Pro tip: to make the above command (and subsequent ones) less cumbersome, you can override your current kubeconfig by setting your KUBECONFIG enviroment variable as the downloaded file called $KUBECONFIG:

export KUBECONFIG=KUBECONFIG

The above command now reduces to simply

kubectl get pods

Note

The namespaces are deleted if there is a more recent commit on the branch. To recreate the namespace you then need to launch a test on the pipeline associated with that commit.

The namespaces are also deleted 2 hours after they are created hence the kubeconfig is only valid for 2 hours.

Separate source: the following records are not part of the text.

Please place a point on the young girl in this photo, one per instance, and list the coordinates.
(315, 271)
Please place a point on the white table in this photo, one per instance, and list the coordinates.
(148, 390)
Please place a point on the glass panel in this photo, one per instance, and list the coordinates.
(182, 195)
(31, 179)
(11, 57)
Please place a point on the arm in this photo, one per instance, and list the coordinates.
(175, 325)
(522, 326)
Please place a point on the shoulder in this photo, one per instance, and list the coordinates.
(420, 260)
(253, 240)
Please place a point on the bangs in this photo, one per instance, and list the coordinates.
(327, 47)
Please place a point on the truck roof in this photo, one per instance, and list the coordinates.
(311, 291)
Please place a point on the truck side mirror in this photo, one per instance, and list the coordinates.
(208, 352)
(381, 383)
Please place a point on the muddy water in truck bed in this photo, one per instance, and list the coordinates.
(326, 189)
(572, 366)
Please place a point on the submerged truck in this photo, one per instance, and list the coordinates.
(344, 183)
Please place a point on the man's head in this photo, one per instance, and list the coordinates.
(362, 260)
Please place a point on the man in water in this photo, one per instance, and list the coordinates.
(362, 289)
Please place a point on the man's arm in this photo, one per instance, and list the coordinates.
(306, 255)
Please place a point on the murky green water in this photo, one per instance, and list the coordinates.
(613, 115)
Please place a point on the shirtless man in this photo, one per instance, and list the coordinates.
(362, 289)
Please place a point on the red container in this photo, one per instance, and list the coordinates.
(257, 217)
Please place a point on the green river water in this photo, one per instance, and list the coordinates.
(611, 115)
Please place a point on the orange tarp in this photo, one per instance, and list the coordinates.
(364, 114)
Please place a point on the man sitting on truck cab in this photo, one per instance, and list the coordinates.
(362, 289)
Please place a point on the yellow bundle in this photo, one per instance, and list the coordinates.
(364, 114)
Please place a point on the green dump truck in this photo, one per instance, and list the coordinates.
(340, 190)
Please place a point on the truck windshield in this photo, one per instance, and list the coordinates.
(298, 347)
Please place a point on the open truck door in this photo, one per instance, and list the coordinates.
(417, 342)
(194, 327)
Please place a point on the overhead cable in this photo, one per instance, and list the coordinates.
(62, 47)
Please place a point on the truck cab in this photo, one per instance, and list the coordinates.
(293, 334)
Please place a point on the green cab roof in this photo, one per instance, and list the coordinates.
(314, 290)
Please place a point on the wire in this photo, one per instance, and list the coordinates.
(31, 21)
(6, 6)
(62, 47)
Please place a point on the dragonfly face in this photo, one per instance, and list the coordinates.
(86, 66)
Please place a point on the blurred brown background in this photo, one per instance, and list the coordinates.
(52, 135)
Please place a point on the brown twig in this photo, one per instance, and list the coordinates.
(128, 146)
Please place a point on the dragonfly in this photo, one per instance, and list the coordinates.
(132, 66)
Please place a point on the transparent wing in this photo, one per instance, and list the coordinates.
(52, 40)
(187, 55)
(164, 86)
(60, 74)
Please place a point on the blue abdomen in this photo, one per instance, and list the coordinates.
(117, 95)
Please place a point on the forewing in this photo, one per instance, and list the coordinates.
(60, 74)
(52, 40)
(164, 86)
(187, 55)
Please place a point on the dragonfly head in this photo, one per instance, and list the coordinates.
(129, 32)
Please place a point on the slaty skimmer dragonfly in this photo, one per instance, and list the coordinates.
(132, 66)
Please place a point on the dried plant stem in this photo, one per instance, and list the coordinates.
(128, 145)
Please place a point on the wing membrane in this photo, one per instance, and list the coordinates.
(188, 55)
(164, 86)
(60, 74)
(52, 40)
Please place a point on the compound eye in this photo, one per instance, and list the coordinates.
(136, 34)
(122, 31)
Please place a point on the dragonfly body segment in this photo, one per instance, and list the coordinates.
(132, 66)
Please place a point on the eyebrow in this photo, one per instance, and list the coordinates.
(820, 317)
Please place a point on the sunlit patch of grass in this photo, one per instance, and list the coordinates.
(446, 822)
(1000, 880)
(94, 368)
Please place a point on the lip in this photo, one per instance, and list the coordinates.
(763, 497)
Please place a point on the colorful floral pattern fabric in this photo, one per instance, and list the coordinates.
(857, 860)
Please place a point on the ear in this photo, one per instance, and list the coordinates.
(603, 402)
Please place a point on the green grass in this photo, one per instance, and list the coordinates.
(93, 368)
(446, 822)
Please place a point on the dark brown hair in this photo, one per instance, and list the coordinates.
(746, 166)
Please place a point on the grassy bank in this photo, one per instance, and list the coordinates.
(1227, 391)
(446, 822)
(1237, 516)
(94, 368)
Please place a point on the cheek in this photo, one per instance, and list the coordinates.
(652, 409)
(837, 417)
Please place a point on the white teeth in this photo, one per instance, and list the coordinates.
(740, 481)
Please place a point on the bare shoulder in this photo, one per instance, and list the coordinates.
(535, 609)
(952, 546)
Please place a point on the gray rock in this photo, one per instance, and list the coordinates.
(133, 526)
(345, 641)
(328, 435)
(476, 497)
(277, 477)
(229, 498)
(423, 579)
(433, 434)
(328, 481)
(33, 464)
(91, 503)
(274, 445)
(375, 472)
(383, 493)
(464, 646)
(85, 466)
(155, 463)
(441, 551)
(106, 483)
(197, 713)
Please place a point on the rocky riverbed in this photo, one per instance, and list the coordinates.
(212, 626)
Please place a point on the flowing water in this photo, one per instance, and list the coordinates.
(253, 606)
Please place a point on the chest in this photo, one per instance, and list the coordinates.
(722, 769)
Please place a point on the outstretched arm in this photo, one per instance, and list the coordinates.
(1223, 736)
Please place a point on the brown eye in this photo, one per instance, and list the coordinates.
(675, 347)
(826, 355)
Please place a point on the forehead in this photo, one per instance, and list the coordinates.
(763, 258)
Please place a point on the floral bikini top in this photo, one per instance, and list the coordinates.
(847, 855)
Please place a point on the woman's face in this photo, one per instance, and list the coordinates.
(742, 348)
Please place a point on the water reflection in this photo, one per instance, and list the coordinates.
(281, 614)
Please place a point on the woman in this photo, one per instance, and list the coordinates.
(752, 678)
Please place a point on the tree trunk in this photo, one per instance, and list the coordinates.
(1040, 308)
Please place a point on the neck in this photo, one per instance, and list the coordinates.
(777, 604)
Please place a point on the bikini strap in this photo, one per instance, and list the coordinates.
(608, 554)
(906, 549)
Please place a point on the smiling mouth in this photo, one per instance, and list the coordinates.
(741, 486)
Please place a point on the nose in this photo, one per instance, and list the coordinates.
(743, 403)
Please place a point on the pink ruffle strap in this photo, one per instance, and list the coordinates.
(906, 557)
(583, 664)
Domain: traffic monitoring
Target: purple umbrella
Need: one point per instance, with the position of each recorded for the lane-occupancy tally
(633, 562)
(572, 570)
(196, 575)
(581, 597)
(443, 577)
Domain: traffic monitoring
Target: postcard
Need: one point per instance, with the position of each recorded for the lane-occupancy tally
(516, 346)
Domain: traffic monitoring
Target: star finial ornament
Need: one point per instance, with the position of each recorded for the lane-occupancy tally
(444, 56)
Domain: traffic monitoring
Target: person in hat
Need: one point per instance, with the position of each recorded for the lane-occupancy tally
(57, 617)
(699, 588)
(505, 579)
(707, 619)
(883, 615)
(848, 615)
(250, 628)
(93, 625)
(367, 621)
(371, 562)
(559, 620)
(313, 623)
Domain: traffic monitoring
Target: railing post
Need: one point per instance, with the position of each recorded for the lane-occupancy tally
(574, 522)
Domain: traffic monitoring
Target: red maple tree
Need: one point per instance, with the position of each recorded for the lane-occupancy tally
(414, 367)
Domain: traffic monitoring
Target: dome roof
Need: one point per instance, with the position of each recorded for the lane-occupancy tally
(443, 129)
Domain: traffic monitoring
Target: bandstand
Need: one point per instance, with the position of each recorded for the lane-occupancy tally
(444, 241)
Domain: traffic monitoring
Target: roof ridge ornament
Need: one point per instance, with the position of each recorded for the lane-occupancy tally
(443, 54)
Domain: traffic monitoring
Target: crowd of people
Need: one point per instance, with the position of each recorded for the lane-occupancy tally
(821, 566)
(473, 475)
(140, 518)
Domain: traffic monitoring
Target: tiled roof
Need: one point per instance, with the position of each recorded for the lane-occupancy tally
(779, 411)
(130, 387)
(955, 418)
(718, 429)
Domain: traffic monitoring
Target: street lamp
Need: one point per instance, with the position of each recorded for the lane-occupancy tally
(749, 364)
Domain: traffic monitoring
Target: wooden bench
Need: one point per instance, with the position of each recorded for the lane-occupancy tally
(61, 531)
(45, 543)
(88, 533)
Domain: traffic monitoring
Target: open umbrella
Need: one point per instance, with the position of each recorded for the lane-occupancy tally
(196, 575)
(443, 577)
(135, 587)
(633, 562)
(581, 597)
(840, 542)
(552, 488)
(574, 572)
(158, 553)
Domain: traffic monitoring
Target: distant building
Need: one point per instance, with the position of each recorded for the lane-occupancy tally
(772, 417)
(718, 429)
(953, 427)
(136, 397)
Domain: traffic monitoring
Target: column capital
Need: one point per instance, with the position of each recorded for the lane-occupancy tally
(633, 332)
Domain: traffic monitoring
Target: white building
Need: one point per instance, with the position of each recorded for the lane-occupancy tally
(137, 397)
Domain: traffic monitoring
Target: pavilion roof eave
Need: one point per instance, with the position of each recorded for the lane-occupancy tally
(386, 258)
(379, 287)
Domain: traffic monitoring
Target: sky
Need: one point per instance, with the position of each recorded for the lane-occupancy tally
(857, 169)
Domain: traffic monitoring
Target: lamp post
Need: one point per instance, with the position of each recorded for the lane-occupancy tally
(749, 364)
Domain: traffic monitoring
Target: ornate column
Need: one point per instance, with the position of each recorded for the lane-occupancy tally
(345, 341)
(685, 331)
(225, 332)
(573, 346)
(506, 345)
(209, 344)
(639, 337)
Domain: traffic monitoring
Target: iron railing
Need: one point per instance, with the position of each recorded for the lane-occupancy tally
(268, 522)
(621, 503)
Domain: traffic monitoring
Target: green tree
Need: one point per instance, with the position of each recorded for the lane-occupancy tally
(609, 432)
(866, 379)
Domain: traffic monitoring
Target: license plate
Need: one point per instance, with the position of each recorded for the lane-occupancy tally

At the end of the deployment, something like this will guide you to the landing page related to the configuration that was just deployed, for instance:

############################################################################
#            Access the landing page here:
#            https://k8s.stfc.skao.int/ci-quarantine-low/start/
############################################################################

Branch names and access patterns

From the namespace pattern, a URL can be formed for accessing Webjive / Jupyter / Tango REST interface. For instance, if you branch name is st-605 and you are running the tests for SKA MID telescope:

For any deployment of SKAMPI, there is also now a start page from which most the above resources can be reached, at https://k8s.stfc.skao.int/ci-skampi-<branch>-mid/start and https://k8s.stfc.skao.int/ci-skampi-<branch>-low/start/.

Hint

Staging and Integration permanent environments

If you replace the ci-skampi-<branch> part with staging or integration, you will reach the latest Staging and Integration deployments (based on the master branch), respectively.